Scheduling & Job Management: How to Get the Most from a Cluster

October 24, 2017 @ 4:00 pm – October 26, 2017 @ 6:00 pm

This online workshop is targeted at current Compute Canada account holders and focuses on learning how to use Compute Canada’s new scheduler, Slurm, on the Cedar and Graham clusters. Split into three-parts, this series will provide hands-on training and offer users a chance to experiment with job submission techniques and learn how to get the most out of the new Compute Canada systems using the Slurm scheduler.

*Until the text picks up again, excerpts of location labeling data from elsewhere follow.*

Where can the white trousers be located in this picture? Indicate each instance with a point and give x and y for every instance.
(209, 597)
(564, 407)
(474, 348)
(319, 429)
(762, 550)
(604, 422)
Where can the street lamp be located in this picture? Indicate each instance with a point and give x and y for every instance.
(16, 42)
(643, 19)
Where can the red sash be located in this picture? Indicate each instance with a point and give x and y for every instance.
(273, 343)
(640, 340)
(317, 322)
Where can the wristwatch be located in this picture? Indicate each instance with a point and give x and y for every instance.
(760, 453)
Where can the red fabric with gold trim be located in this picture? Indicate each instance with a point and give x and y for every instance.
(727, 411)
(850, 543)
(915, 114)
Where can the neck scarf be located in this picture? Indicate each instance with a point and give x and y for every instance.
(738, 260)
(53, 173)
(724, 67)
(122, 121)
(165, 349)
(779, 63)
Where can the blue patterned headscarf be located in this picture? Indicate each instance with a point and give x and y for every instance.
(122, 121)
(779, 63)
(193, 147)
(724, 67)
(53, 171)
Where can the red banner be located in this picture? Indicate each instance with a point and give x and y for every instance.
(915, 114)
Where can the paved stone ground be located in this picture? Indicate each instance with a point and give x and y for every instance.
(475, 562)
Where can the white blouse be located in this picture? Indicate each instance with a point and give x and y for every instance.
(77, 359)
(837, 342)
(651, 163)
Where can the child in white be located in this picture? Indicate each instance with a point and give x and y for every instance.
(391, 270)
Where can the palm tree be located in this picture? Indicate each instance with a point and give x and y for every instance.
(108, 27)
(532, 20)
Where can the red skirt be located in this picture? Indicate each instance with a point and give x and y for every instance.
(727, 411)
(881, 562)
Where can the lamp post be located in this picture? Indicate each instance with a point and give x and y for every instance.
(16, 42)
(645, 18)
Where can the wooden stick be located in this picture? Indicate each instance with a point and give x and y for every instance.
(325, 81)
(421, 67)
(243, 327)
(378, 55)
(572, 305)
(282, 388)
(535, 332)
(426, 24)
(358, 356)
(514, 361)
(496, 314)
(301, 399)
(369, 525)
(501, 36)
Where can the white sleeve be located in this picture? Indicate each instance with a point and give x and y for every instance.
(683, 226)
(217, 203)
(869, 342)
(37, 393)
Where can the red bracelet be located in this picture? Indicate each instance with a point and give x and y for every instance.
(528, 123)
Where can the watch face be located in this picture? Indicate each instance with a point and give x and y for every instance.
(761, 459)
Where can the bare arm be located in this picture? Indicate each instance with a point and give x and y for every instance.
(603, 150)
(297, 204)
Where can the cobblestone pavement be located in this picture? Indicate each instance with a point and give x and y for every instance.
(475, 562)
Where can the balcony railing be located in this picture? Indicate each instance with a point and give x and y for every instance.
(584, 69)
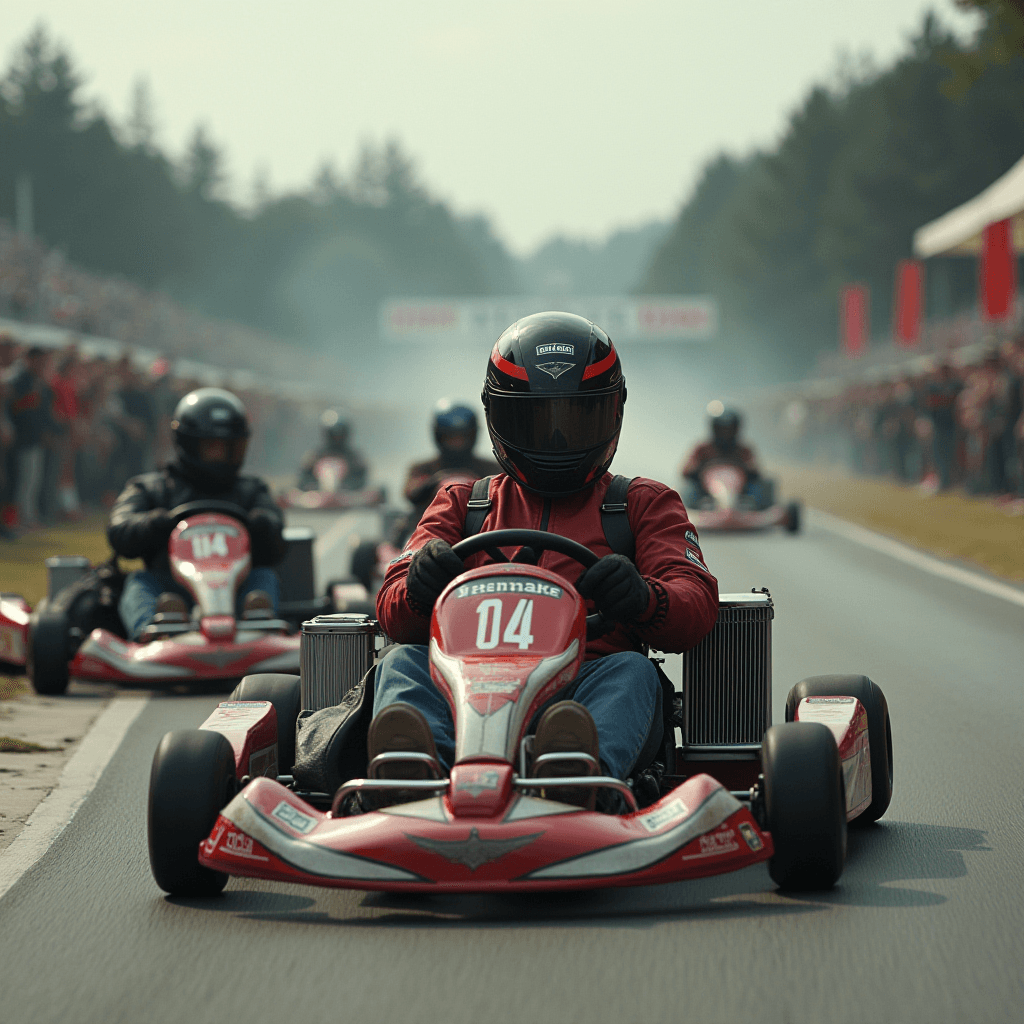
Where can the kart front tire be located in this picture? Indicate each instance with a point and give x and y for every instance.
(880, 734)
(192, 780)
(46, 664)
(805, 806)
(285, 692)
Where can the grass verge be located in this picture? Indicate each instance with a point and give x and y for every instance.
(950, 525)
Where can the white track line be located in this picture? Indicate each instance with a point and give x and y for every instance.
(77, 780)
(918, 559)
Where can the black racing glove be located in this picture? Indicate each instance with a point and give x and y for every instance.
(616, 588)
(431, 569)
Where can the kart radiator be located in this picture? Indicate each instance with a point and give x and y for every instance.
(336, 651)
(727, 680)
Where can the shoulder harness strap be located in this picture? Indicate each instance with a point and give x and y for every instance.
(614, 520)
(477, 507)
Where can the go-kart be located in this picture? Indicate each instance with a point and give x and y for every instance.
(330, 491)
(504, 639)
(209, 554)
(725, 503)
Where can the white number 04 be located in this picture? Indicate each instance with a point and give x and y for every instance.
(488, 624)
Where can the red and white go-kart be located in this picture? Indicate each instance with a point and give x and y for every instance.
(209, 555)
(726, 504)
(504, 639)
(330, 472)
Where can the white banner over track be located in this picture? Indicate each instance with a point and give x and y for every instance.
(630, 318)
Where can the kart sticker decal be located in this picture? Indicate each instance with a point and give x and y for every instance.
(509, 585)
(696, 561)
(472, 852)
(555, 370)
(635, 855)
(307, 856)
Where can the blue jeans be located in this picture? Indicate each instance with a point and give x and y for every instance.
(620, 691)
(138, 599)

Tuesday, October 24 – Thursday, October 26
4:00 – 6:00 pm ADT (each day)

Part 1 will discuss how Compute Canada’s new Slurm scheduler works and how to use this knowledge to your advantage to get the most out of the Cedar and Graham clusters. Participants will practice how to submit basic jobs in Slurm with a focus on productivity. Other topics covered include optimizing walltime, MPI and OpenMP jobs, job arrays, and interactive jobs.

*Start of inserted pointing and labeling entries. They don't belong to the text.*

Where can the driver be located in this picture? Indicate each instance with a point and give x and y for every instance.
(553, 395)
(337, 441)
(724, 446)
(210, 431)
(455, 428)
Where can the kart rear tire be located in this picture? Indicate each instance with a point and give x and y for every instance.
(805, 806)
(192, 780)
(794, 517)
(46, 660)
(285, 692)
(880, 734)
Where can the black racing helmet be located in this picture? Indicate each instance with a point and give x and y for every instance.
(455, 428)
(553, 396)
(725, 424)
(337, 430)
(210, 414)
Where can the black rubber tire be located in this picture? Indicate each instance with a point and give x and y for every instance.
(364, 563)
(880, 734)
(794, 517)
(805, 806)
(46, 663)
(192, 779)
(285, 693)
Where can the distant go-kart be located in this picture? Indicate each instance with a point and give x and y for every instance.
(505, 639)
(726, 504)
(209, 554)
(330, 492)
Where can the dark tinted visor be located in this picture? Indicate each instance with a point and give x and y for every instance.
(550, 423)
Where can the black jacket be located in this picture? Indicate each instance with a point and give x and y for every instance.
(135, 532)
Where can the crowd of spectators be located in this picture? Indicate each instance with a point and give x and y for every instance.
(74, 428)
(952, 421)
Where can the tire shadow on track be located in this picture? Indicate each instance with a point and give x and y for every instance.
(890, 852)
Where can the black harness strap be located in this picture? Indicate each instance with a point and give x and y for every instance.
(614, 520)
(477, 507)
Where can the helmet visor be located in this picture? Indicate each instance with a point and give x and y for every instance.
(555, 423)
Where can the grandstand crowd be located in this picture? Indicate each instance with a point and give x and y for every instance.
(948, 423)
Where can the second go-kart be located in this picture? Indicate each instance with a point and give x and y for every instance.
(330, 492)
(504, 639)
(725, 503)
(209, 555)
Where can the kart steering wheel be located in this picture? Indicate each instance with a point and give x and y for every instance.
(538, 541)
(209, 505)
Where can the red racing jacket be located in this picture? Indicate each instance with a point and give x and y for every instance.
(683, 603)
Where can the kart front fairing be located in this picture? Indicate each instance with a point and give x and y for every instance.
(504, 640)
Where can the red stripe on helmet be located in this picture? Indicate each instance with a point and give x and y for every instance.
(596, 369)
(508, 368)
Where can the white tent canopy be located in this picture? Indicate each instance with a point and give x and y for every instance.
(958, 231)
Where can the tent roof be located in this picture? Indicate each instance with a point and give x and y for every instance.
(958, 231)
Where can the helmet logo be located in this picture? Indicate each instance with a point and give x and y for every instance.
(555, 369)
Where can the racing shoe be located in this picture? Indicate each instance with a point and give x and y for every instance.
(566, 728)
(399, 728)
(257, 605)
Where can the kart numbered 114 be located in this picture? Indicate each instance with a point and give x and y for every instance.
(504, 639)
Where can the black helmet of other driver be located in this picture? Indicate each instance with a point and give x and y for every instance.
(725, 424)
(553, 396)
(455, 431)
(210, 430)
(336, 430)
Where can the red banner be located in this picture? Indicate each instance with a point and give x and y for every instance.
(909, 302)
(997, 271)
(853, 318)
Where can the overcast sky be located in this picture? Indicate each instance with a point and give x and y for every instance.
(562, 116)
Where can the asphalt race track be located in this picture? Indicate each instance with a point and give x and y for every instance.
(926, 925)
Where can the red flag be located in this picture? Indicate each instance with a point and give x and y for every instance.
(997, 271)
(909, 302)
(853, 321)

Part 2 will discuss how to submit and run more advanced jobs using the Slurm scheduler. Participants will practice examining jobs, and understand their state. Knowledge and practice of the topics covered in Part 1 is a prerequisite for attending this workshop. Other topics covered include jobs and memory, partitions, GPUs, software licenses, job dependencies, accounting groups and advanced requests.

Part 3 will discuss how a cluster chooses which jobs are to be run first by examining the topics of fairness, priority, and reservations. Participants will examine the state of the cluster and their jobs in order to troubleshoot problems. Knowledge and practice of the topics covered in Parts 1 and 2 is a prerequisite for attending this workshop.

This session is intended for current Compute Canada account holders who are unfamiliar with using a Slurm scheduler. Note: attendees should have some previous experience with submitting jobs to a Compute Canada system. If you have no experience submitting jobs, we recommend you attend our session “Using Compute Canada: How to Submit Jobs & Move Data on a Supercomputer” first.

This session is not recommended for new users or beginners. You must have a Compute Canada account to participate. Basic knowledge of Unix/Linux and scripting (or similar experience) is required. Participants should know: what a man page is; how to edit, copy, and delete files; how to use top and ps to see resources used of a process; what unix environment variables are; and how to set and display them.